Insolvency legislation and other laws affecting creditor's rights are a bit like safety features on a car – whilst everyone acknowledges the need for them, the hope is not to see them put into practice.

The British Virgin Islands enacted a new set of insolvency laws in 2003, and tightened and updated its laws relating to certain aspects of secured creditor's rights in 2004. Thereafter, the world's economies roared through several years of astonishingly strong economic growth (it would be nice to think otherwise, but the two are probably unrelated). Legal architecture designed to facilitate secured lending seemed almost redundant as the world was awash with liquidity and credit.

But then, like all good things, it all came to a fairly dramatic end. While the economists debate whether or not this is, or will be, a depression, down at ground level the banks and their lawyers are finding out just how well the credit friendly regime that the British Virgin Islands sought to implement is working in the face of rising volumes of distressed debt.

As might have been predicted, some things worked well and some things less so. As might also have been predicted, there were some things that nobody was able to predict. For example, back in 2003, despite the example of BCCI in the relatively recent past, nobody gave serious thought to the possibility that we might have solvent borrowers but insolvent banks.

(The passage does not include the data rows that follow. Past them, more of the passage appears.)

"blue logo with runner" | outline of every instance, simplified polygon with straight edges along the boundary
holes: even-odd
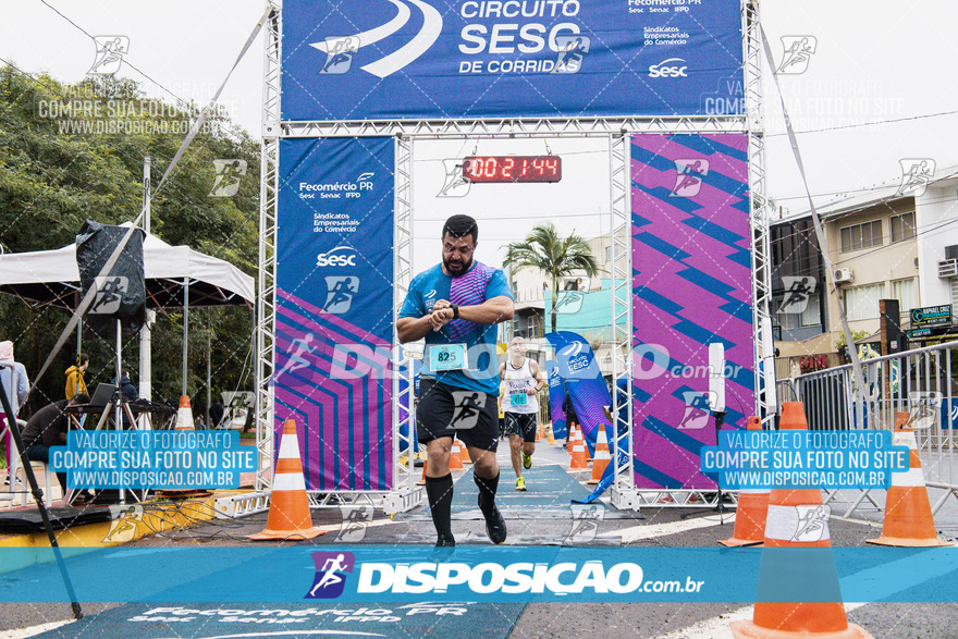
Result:
[[[312,562],[316,564],[316,577],[312,579],[312,588],[303,599],[340,597],[346,588],[346,574],[352,574],[356,565],[356,555],[347,552],[312,553]]]

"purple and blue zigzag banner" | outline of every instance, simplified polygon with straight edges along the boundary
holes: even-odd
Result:
[[[748,138],[631,138],[634,452],[639,488],[709,489],[708,345],[725,345],[726,428],[754,410]]]

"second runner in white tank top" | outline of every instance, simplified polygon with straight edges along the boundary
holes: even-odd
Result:
[[[526,391],[528,389],[535,389],[538,384],[538,381],[532,376],[532,366],[530,364],[530,359],[528,357],[523,359],[523,366],[520,368],[514,368],[512,359],[506,359],[505,361],[505,374],[504,382],[505,389],[503,390],[502,396],[502,409],[503,413],[538,413],[539,411],[539,400],[536,395],[528,395]],[[521,395],[526,395],[525,404],[521,404]],[[517,395],[513,397],[513,395]],[[516,400],[514,403],[513,400]]]

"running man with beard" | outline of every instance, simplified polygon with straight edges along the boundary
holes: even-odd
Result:
[[[466,445],[479,487],[479,508],[493,543],[506,538],[495,507],[499,487],[495,324],[513,319],[515,304],[502,270],[472,259],[479,226],[453,216],[442,229],[442,263],[419,273],[396,321],[401,343],[425,337],[416,423],[426,444],[426,494],[438,546],[456,544],[452,533],[453,439]]]
[[[539,362],[526,357],[526,341],[513,337],[509,356],[499,367],[499,376],[505,383],[502,410],[505,415],[505,433],[509,438],[513,469],[516,471],[516,490],[526,490],[523,468],[532,467],[536,452],[536,414],[539,413],[539,391],[545,386],[545,377]]]

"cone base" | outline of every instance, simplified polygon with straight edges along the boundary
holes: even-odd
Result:
[[[745,545],[759,545],[764,540],[763,539],[738,539],[736,537],[729,537],[728,539],[720,539],[718,543],[722,545],[726,545],[728,548],[741,548]]]
[[[326,530],[321,530],[314,526],[312,528],[304,528],[300,530],[270,530],[269,528],[263,529],[262,532],[257,534],[248,534],[247,537],[253,541],[303,541],[305,539],[314,539],[319,537],[320,534],[326,534]]]
[[[158,490],[155,495],[164,500],[197,500],[212,496],[208,490]]]
[[[893,545],[897,548],[937,548],[943,545],[955,545],[949,541],[942,541],[937,537],[934,539],[905,539],[900,537],[882,536],[877,539],[865,539],[865,543],[874,543],[875,545]]]
[[[821,639],[874,639],[864,628],[856,624],[848,624],[848,628],[838,632],[811,632],[791,630],[776,630],[774,628],[762,628],[753,622],[732,622],[732,634],[736,639],[811,639],[820,637]]]

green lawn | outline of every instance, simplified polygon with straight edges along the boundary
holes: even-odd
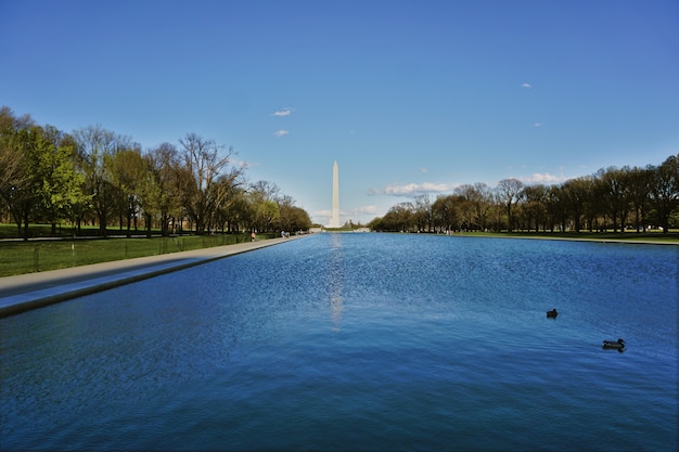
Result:
[[[518,238],[551,238],[551,240],[589,240],[597,242],[654,242],[679,245],[679,231],[662,232],[462,232],[456,235],[482,237],[518,237]]]
[[[31,225],[31,235],[49,236],[49,225]],[[69,267],[87,266],[90,263],[108,262],[112,260],[130,259],[143,256],[155,256],[167,253],[177,253],[212,246],[231,245],[246,242],[248,234],[214,234],[214,235],[182,235],[177,237],[152,238],[119,238],[106,240],[94,237],[71,238],[71,228],[57,229],[62,238],[36,241],[0,241],[0,276],[33,273],[38,271],[56,270]],[[95,234],[97,228],[87,228],[87,234]],[[139,231],[142,233],[141,231]],[[157,231],[156,231],[157,232]],[[118,229],[108,230],[111,235],[125,235]],[[679,245],[679,231],[668,234],[661,232],[465,232],[456,233],[459,236],[482,237],[522,237],[522,238],[561,238],[561,240],[591,240],[598,242],[654,242]],[[0,224],[0,238],[15,237],[16,227]],[[67,238],[63,238],[67,237]],[[270,238],[269,234],[260,234],[258,238]]]
[[[259,238],[268,238],[259,235]],[[79,238],[0,242],[0,276],[56,270],[112,260],[187,251],[249,241],[249,234],[153,238]]]

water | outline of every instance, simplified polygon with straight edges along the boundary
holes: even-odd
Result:
[[[0,449],[675,450],[677,273],[426,235],[230,257],[0,320]]]

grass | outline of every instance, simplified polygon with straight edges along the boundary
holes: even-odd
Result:
[[[463,232],[456,235],[483,237],[517,237],[548,240],[587,240],[595,242],[668,243],[679,245],[679,232]]]
[[[30,227],[30,232],[33,236],[48,236],[51,233],[51,228],[49,225],[35,224]],[[61,232],[61,234],[59,234],[59,232]],[[177,237],[155,236],[152,238],[112,237],[106,240],[81,237],[72,240],[71,232],[71,228],[57,229],[57,235],[62,238],[56,240],[36,240],[28,242],[0,241],[0,277],[131,259],[136,257],[208,248],[213,246],[231,245],[249,240],[248,234],[181,235]],[[139,232],[141,233],[141,231]],[[157,233],[159,231],[154,232]],[[93,235],[95,233],[98,233],[98,228],[95,227],[84,229],[84,235]],[[110,229],[108,233],[111,235],[124,235],[125,231]],[[661,232],[464,232],[456,233],[456,235],[590,240],[598,242],[624,241],[630,243],[652,242],[679,245],[679,231],[670,231],[667,234]],[[15,225],[0,224],[0,238],[15,236]],[[269,237],[269,235],[265,234],[258,235],[258,238]]]
[[[259,235],[259,238],[268,236]],[[188,251],[249,241],[249,234],[183,235],[152,238],[79,238],[0,242],[0,276]]]

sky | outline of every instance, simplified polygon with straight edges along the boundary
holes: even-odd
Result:
[[[679,153],[676,0],[0,0],[0,105],[235,153],[328,224]]]

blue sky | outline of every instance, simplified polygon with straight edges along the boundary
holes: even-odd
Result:
[[[679,152],[679,2],[0,0],[0,104],[232,146],[326,224]]]

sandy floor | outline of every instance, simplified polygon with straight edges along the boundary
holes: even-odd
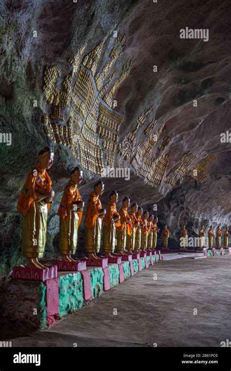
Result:
[[[12,346],[220,347],[231,338],[231,265],[230,255],[162,262]]]

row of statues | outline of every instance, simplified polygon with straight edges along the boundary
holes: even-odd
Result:
[[[53,161],[54,152],[49,147],[46,147],[39,152],[38,164],[28,175],[17,205],[18,210],[23,217],[22,250],[26,258],[27,267],[30,268],[46,268],[38,259],[43,255],[48,212],[55,197],[52,181],[46,171],[52,165]],[[72,170],[57,213],[60,219],[59,252],[63,260],[70,262],[76,261],[71,255],[76,251],[78,229],[84,207],[78,189],[82,179],[82,171],[79,167]],[[103,182],[98,181],[94,186],[87,205],[84,223],[85,247],[88,258],[101,259],[97,254],[100,247],[102,229],[102,246],[106,257],[115,257],[116,248],[119,255],[155,249],[157,233],[159,231],[157,217],[147,210],[143,211],[136,203],[132,205],[131,209],[128,211],[130,205],[128,197],[124,198],[122,206],[117,212],[118,193],[116,190],[110,194],[104,209],[99,198],[104,190]],[[186,237],[187,235],[184,226],[181,236]],[[165,226],[161,233],[164,247],[167,248],[169,238],[169,232]]]
[[[208,247],[209,248],[212,248],[213,245],[213,236],[214,232],[212,226],[211,226],[210,228],[208,230]],[[218,226],[216,230],[216,247],[220,247],[221,246],[221,236],[223,233],[221,230],[220,226]],[[185,228],[185,226],[182,226],[180,231],[180,243],[182,244],[181,246],[184,247],[186,245],[186,239],[188,236],[188,231]],[[228,247],[229,245],[229,237],[230,237],[230,233],[229,231],[229,227],[227,227],[224,232],[224,247]],[[203,250],[203,247],[205,246],[205,232],[204,231],[204,227],[202,225],[200,226],[199,230],[199,249]]]

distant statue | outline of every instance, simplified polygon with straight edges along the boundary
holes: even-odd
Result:
[[[212,247],[213,243],[214,232],[212,228],[212,226],[210,226],[210,229],[208,231],[208,236],[209,237],[209,248]]]
[[[123,199],[122,206],[119,211],[119,215],[120,217],[120,225],[116,227],[116,249],[118,253],[122,255],[124,254],[124,251],[126,247],[127,235],[131,235],[132,234],[131,219],[128,211],[128,207],[129,207],[130,205],[129,198],[126,196]]]
[[[118,212],[116,210],[118,193],[112,191],[109,195],[103,228],[103,249],[106,258],[113,258],[116,244],[116,233],[117,224],[120,225]]]
[[[78,229],[83,213],[84,203],[77,186],[82,182],[83,173],[78,167],[71,172],[71,180],[66,186],[57,214],[59,216],[59,252],[62,260],[76,261]]]
[[[168,241],[169,238],[169,232],[167,227],[167,226],[164,226],[164,229],[162,230],[161,233],[161,238],[162,241],[162,245],[165,248],[168,248]]]
[[[218,226],[216,229],[216,247],[220,247],[221,244],[221,236],[222,235],[222,232],[221,231],[220,226]]]
[[[132,205],[132,210],[129,213],[129,216],[131,219],[132,227],[132,234],[131,235],[127,235],[126,247],[129,254],[132,254],[132,250],[135,249],[135,233],[139,225],[139,222],[135,216],[135,213],[138,208],[137,204],[135,202]]]
[[[199,229],[199,249],[203,250],[204,247],[204,238],[205,236],[205,231],[204,230],[204,226],[202,225],[200,226]]]
[[[86,210],[85,224],[85,247],[89,258],[99,259],[101,241],[102,220],[105,210],[102,208],[99,199],[104,190],[104,184],[101,180],[94,186],[94,191],[90,195]]]
[[[134,251],[136,253],[139,252],[141,244],[141,230],[144,227],[144,224],[141,218],[142,213],[143,209],[140,206],[139,206],[137,210],[137,212],[135,214],[136,219],[139,222],[139,225],[137,228],[136,232],[135,233],[135,246],[134,247]]]
[[[229,232],[229,228],[227,227],[225,228],[225,231],[224,232],[224,246],[225,247],[228,247],[229,237],[230,233]]]
[[[188,231],[185,228],[185,226],[184,225],[180,230],[180,247],[181,248],[186,248],[186,236],[188,235]]]
[[[54,152],[45,147],[38,153],[38,163],[29,173],[17,205],[23,217],[21,248],[30,268],[46,268],[38,262],[42,258],[46,241],[48,211],[55,196],[46,170],[53,163]]]
[[[157,227],[158,218],[155,217],[154,220],[153,221],[153,224],[154,227],[154,229],[153,230],[153,247],[155,248],[156,247],[156,243],[157,242],[157,233],[159,232],[159,229]]]

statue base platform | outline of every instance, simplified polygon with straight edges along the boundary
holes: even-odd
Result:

Netting: One of the things that has largely worked as advertised so far has been the jurisdiction's ISDA Model Netting law. Designed to ensure that parties' rights to net out in relation to derivatives transactions were given primacy, these have proved so far to be effective in minimising the risk of exposure in the event of counterparty insolvency.

Foreclosure: One of the perplexing features of the depth of the recession is that asset prices have fallen so far that secured creditors are reluctant to enforce because enforcement would crystallise losses on their balance sheets. Some clients have turned to the new, old-fashioned way – foreclosure. Although thought of as a historical relic, some secured lenders have proposed taking title over the underlying security assets in return for releasing the debt through a foreclosure action; they can then sit on the asset until prices improve without having to either book the loss or keep a defaulting loan on their books.

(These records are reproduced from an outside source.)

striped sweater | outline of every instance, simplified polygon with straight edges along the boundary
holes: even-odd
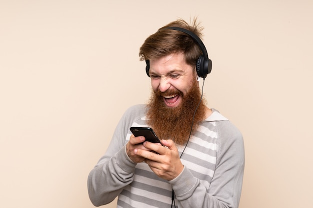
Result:
[[[200,124],[181,158],[184,167],[174,179],[158,178],[144,163],[128,157],[126,145],[132,126],[147,126],[146,108],[128,109],[118,125],[104,155],[91,171],[88,189],[92,204],[106,204],[118,197],[118,208],[238,208],[244,164],[240,132],[218,111]],[[176,145],[180,155],[184,146]]]

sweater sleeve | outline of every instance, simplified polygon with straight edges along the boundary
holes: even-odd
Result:
[[[116,126],[106,154],[92,170],[88,179],[88,193],[92,203],[100,206],[112,201],[133,180],[136,164],[126,153],[128,129],[138,108],[131,107]]]
[[[216,164],[208,190],[185,167],[170,182],[180,208],[238,208],[241,195],[244,150],[242,135],[229,121],[217,122]]]

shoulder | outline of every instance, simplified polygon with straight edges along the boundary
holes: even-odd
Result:
[[[146,116],[146,105],[138,104],[133,105],[128,108],[123,115],[122,119],[133,122],[142,119]]]
[[[215,126],[218,147],[218,153],[227,150],[244,151],[244,139],[240,130],[218,111],[213,109],[214,113],[207,119]]]

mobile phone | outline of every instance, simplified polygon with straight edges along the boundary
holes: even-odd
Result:
[[[130,129],[134,136],[138,137],[143,136],[146,141],[154,143],[160,143],[160,140],[158,138],[154,130],[150,127],[130,127]]]

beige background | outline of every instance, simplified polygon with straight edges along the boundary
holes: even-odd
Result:
[[[140,46],[194,16],[213,61],[208,106],[244,136],[240,208],[311,207],[312,11],[311,0],[0,0],[0,207],[94,207],[89,171],[150,95]]]

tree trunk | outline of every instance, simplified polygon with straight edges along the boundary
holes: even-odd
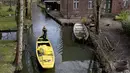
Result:
[[[18,39],[18,42],[17,42],[17,48],[16,48],[16,56],[15,56],[15,65],[16,65],[16,70],[22,70],[22,47],[23,47],[23,7],[24,7],[24,2],[23,0],[18,0],[17,1],[17,29],[18,29],[18,32],[17,32],[17,39]]]
[[[26,18],[31,20],[31,3],[32,0],[25,0],[25,7],[26,7]]]
[[[96,34],[99,34],[99,1],[96,0]]]
[[[104,0],[93,0],[93,11],[94,11],[94,16],[95,16],[95,28],[96,28],[96,34],[99,34],[99,21],[100,21],[100,15],[101,15],[101,10],[103,6]]]

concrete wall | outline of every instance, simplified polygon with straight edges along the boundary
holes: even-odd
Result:
[[[128,3],[128,10],[130,10],[130,1]],[[113,14],[118,14],[122,10],[127,10],[123,8],[123,0],[112,0],[112,13]]]

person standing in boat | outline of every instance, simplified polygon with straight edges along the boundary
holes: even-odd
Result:
[[[42,32],[43,32],[43,39],[46,39],[46,36],[47,36],[47,29],[46,27],[44,26],[43,29],[42,29]]]

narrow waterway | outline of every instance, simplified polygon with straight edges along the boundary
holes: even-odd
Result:
[[[28,44],[23,53],[22,73],[87,73],[92,52],[89,47],[76,43],[73,39],[72,27],[61,27],[51,18],[46,18],[36,4],[32,6],[33,26],[28,31]],[[55,67],[53,69],[42,69],[35,57],[35,42],[42,34],[42,28],[46,26],[47,36],[52,43],[55,52]],[[31,51],[31,52],[30,52]]]

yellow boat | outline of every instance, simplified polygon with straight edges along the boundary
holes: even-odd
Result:
[[[36,41],[36,56],[42,68],[53,68],[55,55],[53,47],[48,39],[39,37]]]

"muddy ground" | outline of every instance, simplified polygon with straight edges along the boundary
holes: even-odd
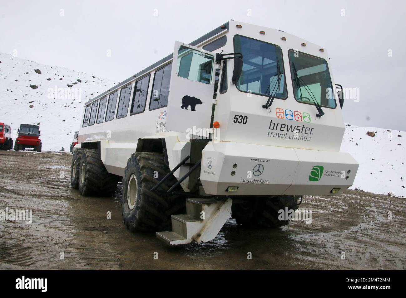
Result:
[[[0,209],[32,209],[33,217],[0,221],[0,269],[406,268],[404,198],[305,196],[300,208],[312,210],[311,224],[249,229],[230,219],[214,240],[173,248],[125,228],[119,192],[86,197],[71,188],[71,157],[0,151]]]

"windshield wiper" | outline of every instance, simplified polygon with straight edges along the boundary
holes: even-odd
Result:
[[[314,106],[316,107],[317,109],[317,111],[319,112],[318,114],[316,114],[316,117],[318,118],[321,118],[322,116],[324,114],[324,112],[323,111],[323,110],[322,109],[322,107],[320,106],[320,105],[319,103],[317,102],[316,100],[316,97],[313,94],[313,92],[311,92],[311,90],[309,89],[309,87],[307,87],[307,84],[304,82],[304,81],[303,80],[303,79],[299,77],[299,75],[298,75],[298,71],[296,70],[296,67],[295,67],[295,64],[293,62],[292,62],[292,66],[293,66],[293,72],[294,75],[295,76],[295,82],[296,83],[296,86],[299,89],[299,90],[300,91],[300,97],[302,97],[303,94],[302,94],[302,90],[300,90],[300,81],[302,81],[302,83],[303,83],[303,87],[304,87],[304,89],[306,89],[306,91],[310,94],[310,98],[311,100],[313,101],[313,102],[314,103]]]
[[[268,97],[268,100],[266,101],[266,103],[265,105],[262,105],[262,107],[264,109],[268,109],[269,108],[269,107],[272,105],[272,103],[273,102],[274,99],[275,99],[275,96],[276,96],[276,91],[281,88],[281,81],[282,79],[282,73],[281,73],[281,67],[279,66],[279,59],[278,59],[278,57],[276,57],[276,73],[273,76],[274,77],[276,75],[278,76],[278,79],[276,81],[275,83],[275,86],[274,86],[274,88],[272,90],[272,92],[271,92],[270,94],[269,97]],[[278,86],[278,89],[275,90],[275,88],[276,88],[276,86]],[[267,92],[268,91],[268,89],[269,89],[269,87],[270,86],[271,83],[270,83],[269,86],[266,89]],[[266,92],[265,93],[266,94]]]

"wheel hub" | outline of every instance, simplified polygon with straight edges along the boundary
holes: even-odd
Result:
[[[82,175],[80,175],[80,180],[82,180],[82,184],[84,183],[84,176],[86,174],[85,170],[86,169],[86,167],[84,165],[84,163],[83,163],[83,164],[82,166]]]
[[[76,160],[75,159],[73,161],[73,170],[72,171],[72,176],[73,176],[73,179],[76,178]]]
[[[128,208],[132,210],[135,206],[138,197],[138,184],[137,178],[133,174],[128,180],[127,189],[127,204]]]

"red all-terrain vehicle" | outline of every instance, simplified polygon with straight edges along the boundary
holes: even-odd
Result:
[[[30,124],[22,124],[17,132],[18,137],[14,144],[14,150],[25,150],[26,148],[33,148],[34,150],[41,152],[42,143],[39,139],[41,132],[39,126]]]
[[[12,148],[11,128],[0,122],[0,150],[10,150]]]
[[[69,152],[73,154],[73,147],[75,145],[78,144],[78,135],[79,134],[79,131],[75,132],[75,135],[73,136],[73,141],[71,143],[71,148],[69,149]]]

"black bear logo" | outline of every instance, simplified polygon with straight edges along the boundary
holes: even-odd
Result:
[[[189,109],[188,107],[190,106],[190,110],[194,112],[196,111],[194,108],[196,107],[196,105],[201,105],[203,103],[198,98],[196,98],[194,96],[189,96],[189,95],[185,95],[182,99],[182,105],[181,107],[182,109]]]

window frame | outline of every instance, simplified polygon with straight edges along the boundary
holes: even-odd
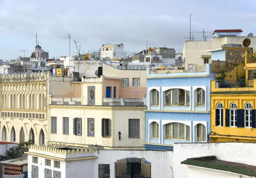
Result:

Transaction avoidance: An area that has not had much judicial exposure yet relates to "voidable transactions" occurring in the twilight period prior to insolvency. This may be because, like a good football referee, not hearing much about it may show that the legislation is working well – companies are not seeking to re-engineer their assets inappropriately. Or it may reflect the fact that liquidators lack the resources to pursue applications.

Insolvent trading: Like voidable transactions, there has been a dearth of applications against directors for wrongful trading prior to insolvency. The reason for this may be more closely related to liquidators' resources. It may also reflect a new generation of directors documenting far more carefully decisions whether or not a company can continue trading.

Receivership: Receivership remains the most popular remedy of secured creditors in the British Virgin Islands. Modernisation of this area of the law has clearly done no harm; administrative receiverships remain rare, but it is difficult to tell whether the new restrictions that were brought in have affected this.

Legal practice will always evolve to meet new challenges. Thus far, the British Virgin Islands legislators can be reasonably pleased that the majority of their legislative changes have functioned effectively and efficiently in a distressed economic environment, even if not always in the manner that they expected.